A serving of 100 grams (g) of raw peanuts, or a half cup, provides the following nutrients, according to the Agricultural Research Service:
- Protein 23.2g
- Fat 43.3g
- Fiber 8g
- Calcium 49 milligrams (mg)
- Magnesium 180mg
- Phosphorus 380mg
- Potassium 636mg
Even after cooking peanuts, they provide significant percentages of potassium, calcium, copper, iron, magnesium, manganese, zinc, and selenium.
A study published in April 2024 suggests that peanuts are also a good source of resveratrol, a type of antioxidant that helps prevent cell damage and reduce inflammation. And because peanuts contain healthy fats, they also play a role in your cholesterol levels. Research published in March 2022 also found that eating peanuts in moderation helped lower cholesterol.
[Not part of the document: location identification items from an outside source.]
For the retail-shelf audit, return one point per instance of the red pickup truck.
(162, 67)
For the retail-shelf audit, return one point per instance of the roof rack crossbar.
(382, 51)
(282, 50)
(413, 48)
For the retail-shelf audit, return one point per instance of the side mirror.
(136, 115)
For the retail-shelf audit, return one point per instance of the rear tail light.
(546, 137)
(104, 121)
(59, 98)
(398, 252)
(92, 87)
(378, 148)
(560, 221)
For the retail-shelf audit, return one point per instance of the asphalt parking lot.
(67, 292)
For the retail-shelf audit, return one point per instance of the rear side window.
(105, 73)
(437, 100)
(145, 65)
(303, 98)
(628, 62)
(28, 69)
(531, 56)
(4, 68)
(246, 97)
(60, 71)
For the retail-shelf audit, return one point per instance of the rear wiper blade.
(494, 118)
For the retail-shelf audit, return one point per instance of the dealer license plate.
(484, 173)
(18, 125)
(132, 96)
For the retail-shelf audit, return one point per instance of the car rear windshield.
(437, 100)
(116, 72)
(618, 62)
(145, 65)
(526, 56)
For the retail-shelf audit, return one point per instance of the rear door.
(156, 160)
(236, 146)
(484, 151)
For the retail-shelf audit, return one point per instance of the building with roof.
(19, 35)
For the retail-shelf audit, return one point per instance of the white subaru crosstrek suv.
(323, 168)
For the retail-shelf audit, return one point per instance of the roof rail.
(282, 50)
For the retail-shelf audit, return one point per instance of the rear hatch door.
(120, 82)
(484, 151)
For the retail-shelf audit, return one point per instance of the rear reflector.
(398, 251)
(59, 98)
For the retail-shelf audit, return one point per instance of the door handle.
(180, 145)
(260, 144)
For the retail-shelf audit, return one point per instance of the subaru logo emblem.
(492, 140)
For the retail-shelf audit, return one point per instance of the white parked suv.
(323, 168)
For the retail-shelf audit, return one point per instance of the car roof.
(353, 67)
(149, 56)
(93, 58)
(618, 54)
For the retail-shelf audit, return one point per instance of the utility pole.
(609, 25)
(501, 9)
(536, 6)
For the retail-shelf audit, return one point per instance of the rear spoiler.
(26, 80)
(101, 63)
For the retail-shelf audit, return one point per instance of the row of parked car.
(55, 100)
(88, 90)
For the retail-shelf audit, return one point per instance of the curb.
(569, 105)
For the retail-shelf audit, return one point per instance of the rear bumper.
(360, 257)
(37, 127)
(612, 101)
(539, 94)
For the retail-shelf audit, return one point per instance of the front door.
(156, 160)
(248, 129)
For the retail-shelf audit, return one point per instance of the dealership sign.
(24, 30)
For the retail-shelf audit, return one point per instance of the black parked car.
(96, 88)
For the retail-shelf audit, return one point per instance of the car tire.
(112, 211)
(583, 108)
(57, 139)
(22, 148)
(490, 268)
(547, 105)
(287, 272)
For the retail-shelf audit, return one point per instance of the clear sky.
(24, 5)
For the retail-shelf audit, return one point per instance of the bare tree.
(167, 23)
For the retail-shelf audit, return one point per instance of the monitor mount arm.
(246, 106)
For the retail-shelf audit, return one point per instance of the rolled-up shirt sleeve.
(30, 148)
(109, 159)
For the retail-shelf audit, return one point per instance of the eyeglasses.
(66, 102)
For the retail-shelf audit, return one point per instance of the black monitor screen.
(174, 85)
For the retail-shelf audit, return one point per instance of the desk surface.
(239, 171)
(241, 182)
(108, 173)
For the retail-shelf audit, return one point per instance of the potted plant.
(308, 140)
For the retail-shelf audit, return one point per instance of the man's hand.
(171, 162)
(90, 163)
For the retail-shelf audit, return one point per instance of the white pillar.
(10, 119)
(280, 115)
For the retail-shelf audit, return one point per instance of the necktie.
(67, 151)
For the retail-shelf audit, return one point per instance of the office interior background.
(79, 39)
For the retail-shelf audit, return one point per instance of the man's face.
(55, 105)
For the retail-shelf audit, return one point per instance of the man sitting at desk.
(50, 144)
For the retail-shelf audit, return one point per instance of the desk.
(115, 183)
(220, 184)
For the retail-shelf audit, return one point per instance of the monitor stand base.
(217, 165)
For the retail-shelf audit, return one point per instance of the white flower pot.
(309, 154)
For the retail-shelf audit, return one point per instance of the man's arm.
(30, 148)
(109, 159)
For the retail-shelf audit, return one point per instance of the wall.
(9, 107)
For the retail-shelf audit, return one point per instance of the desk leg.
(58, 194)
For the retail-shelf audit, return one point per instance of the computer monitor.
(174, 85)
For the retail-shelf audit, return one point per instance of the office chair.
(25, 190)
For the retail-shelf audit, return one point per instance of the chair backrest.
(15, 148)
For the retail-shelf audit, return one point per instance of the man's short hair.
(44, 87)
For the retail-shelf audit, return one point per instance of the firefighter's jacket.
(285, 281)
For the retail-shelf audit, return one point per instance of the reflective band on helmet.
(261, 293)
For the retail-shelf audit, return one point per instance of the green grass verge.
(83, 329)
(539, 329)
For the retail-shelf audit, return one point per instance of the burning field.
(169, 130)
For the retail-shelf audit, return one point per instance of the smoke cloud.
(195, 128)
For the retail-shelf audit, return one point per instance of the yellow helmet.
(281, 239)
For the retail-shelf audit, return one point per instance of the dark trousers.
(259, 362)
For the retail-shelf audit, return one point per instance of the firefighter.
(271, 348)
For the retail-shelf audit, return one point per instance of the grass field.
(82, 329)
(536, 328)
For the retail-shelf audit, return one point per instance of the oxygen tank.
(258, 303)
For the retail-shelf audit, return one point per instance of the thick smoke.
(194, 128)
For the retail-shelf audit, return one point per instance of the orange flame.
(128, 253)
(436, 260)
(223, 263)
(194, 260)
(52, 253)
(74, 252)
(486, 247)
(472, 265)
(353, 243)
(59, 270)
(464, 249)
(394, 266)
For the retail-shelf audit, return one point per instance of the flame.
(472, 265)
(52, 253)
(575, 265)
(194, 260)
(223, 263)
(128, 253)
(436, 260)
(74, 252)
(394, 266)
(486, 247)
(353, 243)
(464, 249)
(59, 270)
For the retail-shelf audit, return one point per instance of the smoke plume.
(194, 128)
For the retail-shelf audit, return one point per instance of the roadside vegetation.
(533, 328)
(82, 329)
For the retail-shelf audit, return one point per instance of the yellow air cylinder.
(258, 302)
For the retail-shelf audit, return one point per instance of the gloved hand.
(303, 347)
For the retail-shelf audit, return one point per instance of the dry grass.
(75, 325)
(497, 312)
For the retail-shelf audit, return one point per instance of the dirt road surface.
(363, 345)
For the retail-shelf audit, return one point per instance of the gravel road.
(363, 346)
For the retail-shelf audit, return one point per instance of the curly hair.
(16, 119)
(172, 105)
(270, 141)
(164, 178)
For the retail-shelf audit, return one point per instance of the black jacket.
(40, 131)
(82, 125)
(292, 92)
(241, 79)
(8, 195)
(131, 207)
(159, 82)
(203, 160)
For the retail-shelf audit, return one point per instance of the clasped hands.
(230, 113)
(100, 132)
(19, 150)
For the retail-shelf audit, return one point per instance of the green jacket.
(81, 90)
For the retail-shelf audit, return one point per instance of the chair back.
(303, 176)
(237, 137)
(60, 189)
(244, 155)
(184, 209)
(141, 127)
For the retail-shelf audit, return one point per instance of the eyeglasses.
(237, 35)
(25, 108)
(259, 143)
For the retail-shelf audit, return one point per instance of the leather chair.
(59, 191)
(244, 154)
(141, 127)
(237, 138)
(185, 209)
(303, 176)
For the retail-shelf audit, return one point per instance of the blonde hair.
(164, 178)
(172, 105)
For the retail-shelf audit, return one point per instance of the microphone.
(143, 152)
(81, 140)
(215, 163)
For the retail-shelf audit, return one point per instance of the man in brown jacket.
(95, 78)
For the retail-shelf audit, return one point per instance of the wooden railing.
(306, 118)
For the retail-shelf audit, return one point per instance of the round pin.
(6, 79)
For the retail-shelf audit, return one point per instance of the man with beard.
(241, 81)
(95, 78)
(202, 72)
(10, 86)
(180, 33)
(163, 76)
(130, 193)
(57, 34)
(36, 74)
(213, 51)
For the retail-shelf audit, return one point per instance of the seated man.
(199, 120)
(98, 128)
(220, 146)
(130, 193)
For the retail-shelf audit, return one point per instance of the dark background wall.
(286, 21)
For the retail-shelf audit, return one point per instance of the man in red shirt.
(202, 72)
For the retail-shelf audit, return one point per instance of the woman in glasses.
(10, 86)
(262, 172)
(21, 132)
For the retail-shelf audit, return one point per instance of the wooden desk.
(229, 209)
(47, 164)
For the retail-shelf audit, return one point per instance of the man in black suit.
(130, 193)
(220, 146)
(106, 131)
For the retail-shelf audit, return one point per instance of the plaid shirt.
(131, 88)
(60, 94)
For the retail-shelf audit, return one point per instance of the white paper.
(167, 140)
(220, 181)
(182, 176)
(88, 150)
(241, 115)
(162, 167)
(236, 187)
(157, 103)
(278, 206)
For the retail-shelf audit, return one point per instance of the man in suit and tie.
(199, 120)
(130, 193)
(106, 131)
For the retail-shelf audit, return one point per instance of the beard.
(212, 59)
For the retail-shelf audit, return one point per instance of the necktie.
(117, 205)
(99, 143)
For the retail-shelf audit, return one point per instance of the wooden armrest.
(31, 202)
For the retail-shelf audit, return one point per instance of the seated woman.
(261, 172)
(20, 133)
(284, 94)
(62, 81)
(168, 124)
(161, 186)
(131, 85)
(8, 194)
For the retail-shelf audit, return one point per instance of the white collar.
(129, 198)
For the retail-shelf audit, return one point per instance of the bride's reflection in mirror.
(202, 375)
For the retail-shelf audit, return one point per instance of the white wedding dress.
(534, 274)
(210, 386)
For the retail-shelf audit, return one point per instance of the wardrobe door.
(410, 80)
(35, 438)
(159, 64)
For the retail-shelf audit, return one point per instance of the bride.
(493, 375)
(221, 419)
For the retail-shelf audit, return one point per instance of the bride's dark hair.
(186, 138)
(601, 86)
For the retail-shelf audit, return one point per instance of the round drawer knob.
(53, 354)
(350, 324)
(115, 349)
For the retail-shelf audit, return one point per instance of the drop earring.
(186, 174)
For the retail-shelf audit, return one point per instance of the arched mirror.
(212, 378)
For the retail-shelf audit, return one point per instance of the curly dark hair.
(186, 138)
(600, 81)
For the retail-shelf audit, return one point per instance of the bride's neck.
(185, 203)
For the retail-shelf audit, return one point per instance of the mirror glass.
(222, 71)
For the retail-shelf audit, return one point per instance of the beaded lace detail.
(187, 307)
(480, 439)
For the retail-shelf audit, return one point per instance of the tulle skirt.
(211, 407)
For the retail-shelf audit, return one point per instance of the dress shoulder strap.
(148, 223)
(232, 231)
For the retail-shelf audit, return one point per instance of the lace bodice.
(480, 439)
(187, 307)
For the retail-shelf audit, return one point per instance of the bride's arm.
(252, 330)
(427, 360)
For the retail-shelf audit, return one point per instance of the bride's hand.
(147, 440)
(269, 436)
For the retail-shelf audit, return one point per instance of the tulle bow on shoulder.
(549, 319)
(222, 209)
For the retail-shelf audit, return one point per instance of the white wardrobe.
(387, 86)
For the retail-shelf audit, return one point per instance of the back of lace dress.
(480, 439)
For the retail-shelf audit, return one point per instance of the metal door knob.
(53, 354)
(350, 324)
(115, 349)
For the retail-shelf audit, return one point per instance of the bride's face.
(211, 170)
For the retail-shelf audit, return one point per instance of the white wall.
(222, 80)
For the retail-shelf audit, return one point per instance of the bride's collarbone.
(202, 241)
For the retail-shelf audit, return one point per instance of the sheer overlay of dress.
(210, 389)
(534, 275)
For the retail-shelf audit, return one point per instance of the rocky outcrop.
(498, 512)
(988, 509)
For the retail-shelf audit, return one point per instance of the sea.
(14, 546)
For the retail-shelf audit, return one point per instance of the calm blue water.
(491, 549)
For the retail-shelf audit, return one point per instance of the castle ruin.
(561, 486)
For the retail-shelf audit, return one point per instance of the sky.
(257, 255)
How to Make Boiled Peanuts
If you’re ready to give boiled peanuts a try, here’s how to get started. Use a large stock pot. Dissolve 1 cup of salt into 2 gallons of water, add green peanuts, and bring to a boil. Cover the pot and maintain a low boil for 45 minutes, making sure the water covers the peanuts. Turn off the heat, and carefully remove a peanut to sample. If it’s no longer crunchy, it’s ready. If it’s still crunchy, bring the water to a boil again, and cook the peanuts a little longer. Once they’re soft and mushy, allow them to cool in the water. When cool, drain the water out of the pot. Now your peanuts are ready to eat and enjoy.